| New
Roth IRA Conversion Opportunity
Beginning on January
1, 2010, individuals with Traditional IRAs will have the option of converting
all or part of their funds in a Traditional IRA to a Roth IRA regardless
of how much they earn. This is an important tax and estate planning opportunity
that many may find attractive.
Background
Traditional and Roth IRAs have identical contribution limits and both
provide tax advantaged accumulation while funds are within the accounts.
Both allow for contributions up to age 70 ½. Generally, both types
had penalties for withdrawals taken before age 59 ½.
Contributions to Traditional
IRAs can be tax deductible if one is not eligible to participate in their
employer's qualified retirement plan or if their income was below a certain
level. Contributions to a Roth IRA are not tax deductible and no contributions
could be made if one's income was above certain levels.

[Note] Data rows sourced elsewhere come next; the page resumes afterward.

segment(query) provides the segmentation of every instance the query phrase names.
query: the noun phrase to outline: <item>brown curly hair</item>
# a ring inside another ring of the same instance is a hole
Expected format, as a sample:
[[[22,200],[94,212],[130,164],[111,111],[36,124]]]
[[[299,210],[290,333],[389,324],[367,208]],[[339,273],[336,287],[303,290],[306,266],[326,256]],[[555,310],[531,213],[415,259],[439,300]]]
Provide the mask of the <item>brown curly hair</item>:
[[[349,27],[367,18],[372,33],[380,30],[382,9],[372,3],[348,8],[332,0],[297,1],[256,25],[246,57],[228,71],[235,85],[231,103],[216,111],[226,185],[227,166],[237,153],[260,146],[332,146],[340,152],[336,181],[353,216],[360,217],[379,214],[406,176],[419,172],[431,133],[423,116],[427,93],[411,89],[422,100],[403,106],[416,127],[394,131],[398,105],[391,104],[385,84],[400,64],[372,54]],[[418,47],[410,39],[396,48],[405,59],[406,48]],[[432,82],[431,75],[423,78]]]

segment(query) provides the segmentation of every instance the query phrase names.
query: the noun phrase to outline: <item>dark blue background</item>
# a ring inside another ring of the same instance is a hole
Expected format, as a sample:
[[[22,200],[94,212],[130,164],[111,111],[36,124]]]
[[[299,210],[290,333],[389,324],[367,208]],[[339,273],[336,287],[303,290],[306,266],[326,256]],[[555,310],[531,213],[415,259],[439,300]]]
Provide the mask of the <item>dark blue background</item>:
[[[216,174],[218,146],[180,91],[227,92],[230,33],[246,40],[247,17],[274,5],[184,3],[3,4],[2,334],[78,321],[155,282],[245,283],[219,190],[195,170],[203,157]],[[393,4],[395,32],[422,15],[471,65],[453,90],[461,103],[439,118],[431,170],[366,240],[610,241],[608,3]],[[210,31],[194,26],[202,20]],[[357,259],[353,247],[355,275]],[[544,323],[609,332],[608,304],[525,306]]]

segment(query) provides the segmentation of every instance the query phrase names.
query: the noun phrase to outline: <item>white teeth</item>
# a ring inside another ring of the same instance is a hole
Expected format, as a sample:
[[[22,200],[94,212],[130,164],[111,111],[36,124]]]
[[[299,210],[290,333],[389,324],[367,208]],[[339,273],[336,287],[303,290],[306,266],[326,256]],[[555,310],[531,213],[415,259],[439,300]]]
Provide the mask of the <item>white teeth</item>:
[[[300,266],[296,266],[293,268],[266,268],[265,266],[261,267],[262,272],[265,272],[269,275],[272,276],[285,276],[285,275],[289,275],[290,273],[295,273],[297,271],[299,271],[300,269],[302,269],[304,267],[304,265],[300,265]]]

The two largest differences
are how and when funds could be taken out of the accounts. Distributions
from a Traditional IRA are taxable and distributions from a Roth IRA are
tax free. Traditional IRAs require that distributions begin once one reaches
age 70 ½ while there is no distribution requirement for Roth IRAs.
There has been a provision
that enabled one to convert from a Traditional IRA to a Roth IRA, but
only if one's modified adjusted gross income was less than $100,000. In
addition, taxes were generally due on the amount converted with the tax
return for the year of conversion.
The Changes
Beginning in 2010, the $100,000 modified adjusted gross income limitation
for conversion of a Traditional IRA to a Roth IRA is eliminated. However,
taxes are due on the tax return for the year in which the conversion takes
place..
The Opportunity
for Conversion
Eliminating the income limitation means that almost everyone can make
the conversion. By converting, you have to pay taxes now on the value
of the Traditional IRA, but the Roth IRA has no required minimum distributions
and future distributions are income tax free. For those that can pay the
current tax with funds from other sources, that do not need to take distributions
soon (or ever), and that like the idea of future distributions being tax
free, this may be a very attractive opportunity.
Issues to consider
include:
- Can you pay the
tax on conversion with funds outside the IRA? If you can not, conversion
is less likely to be appropriate.
- Do you anticipating
needing distributions from your IRA soon to maintain your financial
lifestyle? The longer the funds can remain building up tax free in a
Roth IRA, the greater your long term benefit from conversion.
- Will your income
tax bracket be lower when you anticipate taking distributions? If you
expect your tax rate to go down, paying a higher current rate of tax
on the conversion reduces the benefits of conversion.
- Are you anticipating
leaving a large IRA to your heirs? If so and you can pay the tax on
conversion from other funds, making the conversion can significantly
increase the benefits for your heirs. They would begin receiving tax
free distributions based on their life expectancy when they inherit
the Roth IRA.
Another Opportunity
for Tax Advantaged Retirement Savings
The old rules restricted contributions to Roth IRAs for those with income
levels above certain levels. While contributions to Traditional IRAs could
be made with no tax deduction, there was still required minimum distributions
beginning at age 70 ½.
Under the new rules,
one can contribute up to $5,000 of earned income (or $6,000 for those
ages 50 and above) to a Traditional IRA and then convert the Traditional
IRA to a Roth IRA. The result is that funds end up in a Roth IRA compounding
on a tax free basis with no required minimum distributions. This may be
attractive for those wanting to maximize their retirement savings and
enjoy tax free compounding of the earnings.
Conclusion
The new rules for converting a Traditional IRA into a Roth IRA can provide
long term benefits but at the cost of paying taxes earlier. Evaluating
this opportunity requires analysis and thought. As with most tax opportunities,
there is no substitute for advice from a qualified tax professional if
you are considering making the conversion.